Pitch 2: Continue up the flake that protects well with 2 #4 and a #2 Camelot in a horizontal. The flake ends at a ledge below a chimney. Go past the anchor to the right side of the ledge. This is a rap anchor. Continues up the easy chimney to a wide hands to hands crack that leads out of the chimney to the right. End at the hidden belay station located just outside the chimney on a slanted ledge. (5.9)
Pitch 3: Down climb off the belay ledge back into the chimney then ascend a flared chimney with a fist to hands crack in the back of it. When you reach the roof at the end veer left to pass the roof. Long slings are needed to prevent rope drag while going over the roof. Build an anchor off a big boulder or a tree located to the right of the top out. (5.10)
Descent: The first rappel anchors are located up to your right as you top out. From there you can rap all the way to the ground with two 70 meter ropes or with a single 60 you can make four raps and a 70 meter rope gets you down in three.
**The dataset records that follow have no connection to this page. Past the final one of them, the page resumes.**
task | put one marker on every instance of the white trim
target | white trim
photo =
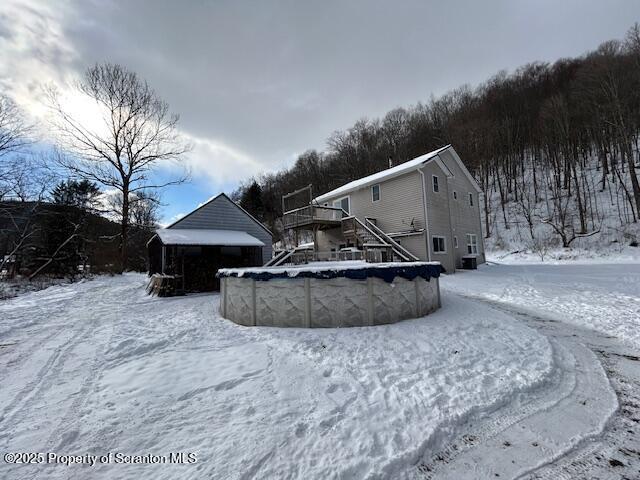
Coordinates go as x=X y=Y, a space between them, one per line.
x=444 y=242
x=426 y=216
x=379 y=193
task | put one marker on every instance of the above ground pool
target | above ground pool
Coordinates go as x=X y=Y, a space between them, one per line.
x=341 y=294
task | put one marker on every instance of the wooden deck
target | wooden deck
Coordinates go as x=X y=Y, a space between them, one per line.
x=313 y=216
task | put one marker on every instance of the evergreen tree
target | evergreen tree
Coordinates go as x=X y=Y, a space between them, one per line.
x=82 y=194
Space Ghost is the the far left crack system at the Ice Cream Parlor. The Original start was the 5.6 Corner but you can start a bit more direct on Parlor Game 5.9.
This route has a some loose rock at the ledges and is directly on top of a very popular area. Be careful when climbing it when there are crowds at the base.
Singles of .01 C2 to #1 cams, Doubles of #2 and #4 cams. Triples of #3 Bring a extra 3 and 4 size cams if you are not comfortable with the size. 10 draws, extending draws are nice for the last pitch.